# simple supervised learning

## so far

so far we have considered

now lets try markov chains; a technique that will consider the actual sequence of words

## whats a markov chain then?

a markov chain is a way of modelling the probabisitic transistions between a number of states

lets do an example and model the road rage levels of two people, calm carl and agro arnold
carl and arnold can be in one of two states; calm or agro

if carl is calm there's a 70% chance he'll stay calm and a 30% chance he'll lose it and turn agro
once he's agro there's only 10% chance he'll stay agro, the other 90% of the time he becomes calm again

arnold of the other hand only has a 30% of staying calm, and once he's agro has a 50% chance of staying agro  then given a sequence of calm and agro states we can compare it to both chains and see which person it was likely to be

eg consider calm -> calm -> agro -> agro

the probability of carl's behaviour being like this is
= p(calm -> calm) . p(calm -> agro) . p(agro -> agro)
= 0.7 . 0.3 . 0.1
= 0.021

the probability for this being an example of arnold's behaviour is
= p(calm -> calm) x p(calm -> agro) x p(agro -> agro)
= 0.3 x 0.7 x 0.5
= 0.105

which after normalisation gives
carl = 0.021 / 0.126 = 14%
arnold = 0.105 / 0.126 = 83%
so it's far more likely this was arnold

## markov chains from articles

an article in our classification problem can be represented as a markov chain where the nodes are words and transistions between words exist for adjacent words in an article

eg the article 'the end is the beginning is the end' can be represented by the chain from this we can see that is always follows beginning and end follows the 2/3rds of the time

using this chain we can decide on the probabilities of other articles having been generated by the system that generated this one
eg which of 'the end is the end' and 'the beginning is the beginning' is more likely?

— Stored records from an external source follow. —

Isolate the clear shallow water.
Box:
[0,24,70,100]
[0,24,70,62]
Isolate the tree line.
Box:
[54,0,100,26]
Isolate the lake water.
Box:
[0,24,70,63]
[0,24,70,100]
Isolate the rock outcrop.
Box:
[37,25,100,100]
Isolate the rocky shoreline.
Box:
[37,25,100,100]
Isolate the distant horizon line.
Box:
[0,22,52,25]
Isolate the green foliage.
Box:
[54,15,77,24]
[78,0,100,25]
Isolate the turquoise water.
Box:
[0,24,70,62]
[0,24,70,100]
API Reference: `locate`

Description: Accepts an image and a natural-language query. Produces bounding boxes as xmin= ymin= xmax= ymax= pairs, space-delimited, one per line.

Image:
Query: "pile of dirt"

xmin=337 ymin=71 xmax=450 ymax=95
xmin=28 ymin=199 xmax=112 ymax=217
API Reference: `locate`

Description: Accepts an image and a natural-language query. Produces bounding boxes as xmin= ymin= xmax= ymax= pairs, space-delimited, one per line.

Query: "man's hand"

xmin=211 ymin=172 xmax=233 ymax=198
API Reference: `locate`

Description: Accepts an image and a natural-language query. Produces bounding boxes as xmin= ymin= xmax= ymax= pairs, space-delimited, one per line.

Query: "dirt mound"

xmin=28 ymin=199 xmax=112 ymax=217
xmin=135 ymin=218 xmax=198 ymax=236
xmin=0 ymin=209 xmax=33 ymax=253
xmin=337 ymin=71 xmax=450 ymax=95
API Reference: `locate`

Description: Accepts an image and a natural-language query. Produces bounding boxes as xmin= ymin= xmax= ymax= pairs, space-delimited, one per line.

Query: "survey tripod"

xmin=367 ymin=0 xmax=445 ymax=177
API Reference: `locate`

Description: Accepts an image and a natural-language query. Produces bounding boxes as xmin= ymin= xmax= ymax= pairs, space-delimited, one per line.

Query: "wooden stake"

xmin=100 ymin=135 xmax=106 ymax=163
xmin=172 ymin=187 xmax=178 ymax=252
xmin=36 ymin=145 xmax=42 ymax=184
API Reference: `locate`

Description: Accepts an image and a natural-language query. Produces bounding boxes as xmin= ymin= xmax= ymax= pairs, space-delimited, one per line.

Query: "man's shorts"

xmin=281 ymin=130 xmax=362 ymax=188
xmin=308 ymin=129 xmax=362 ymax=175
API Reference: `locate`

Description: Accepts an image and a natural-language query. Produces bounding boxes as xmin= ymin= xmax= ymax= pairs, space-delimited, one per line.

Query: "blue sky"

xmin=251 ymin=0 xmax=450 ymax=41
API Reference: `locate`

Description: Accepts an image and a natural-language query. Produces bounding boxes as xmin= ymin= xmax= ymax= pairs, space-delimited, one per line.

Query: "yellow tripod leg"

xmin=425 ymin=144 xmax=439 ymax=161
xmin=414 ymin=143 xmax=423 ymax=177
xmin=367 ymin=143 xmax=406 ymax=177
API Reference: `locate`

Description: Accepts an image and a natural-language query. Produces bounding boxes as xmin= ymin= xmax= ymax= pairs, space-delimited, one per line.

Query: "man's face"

define p(word1 -> word2) as the probabiltiy of word2 following word1 in an article

p('the end is the end')
= p(the -> end) x p(end -> is) x p(is -> the) x p(the -> end)
= 2/3 x 1/2 x 1/1 x 2/3
= 2/9

p('the beginning is the beginning')
= p(the -> beginning) x p(beginning -> is) x p(is -> the) x p(the -> beginning)
= 1/3 x 1/1 x 1/1 x 1/3
= 1/9

so 'the end is the end' is twice as likely as 'the beginning is the beginning'

multiple articles can be used to build a markov chain representing a particular feed
eg the chain for the two articles 'the end is the beginning is the end' and 'the end of the road' is ## the zero probability problem, again

given our two article example we have clear transistion probabilities for p(the -> road) and p(end->of)
but what are the values for p(the -> is), p(blah -> is) or even p(blah -> foo)?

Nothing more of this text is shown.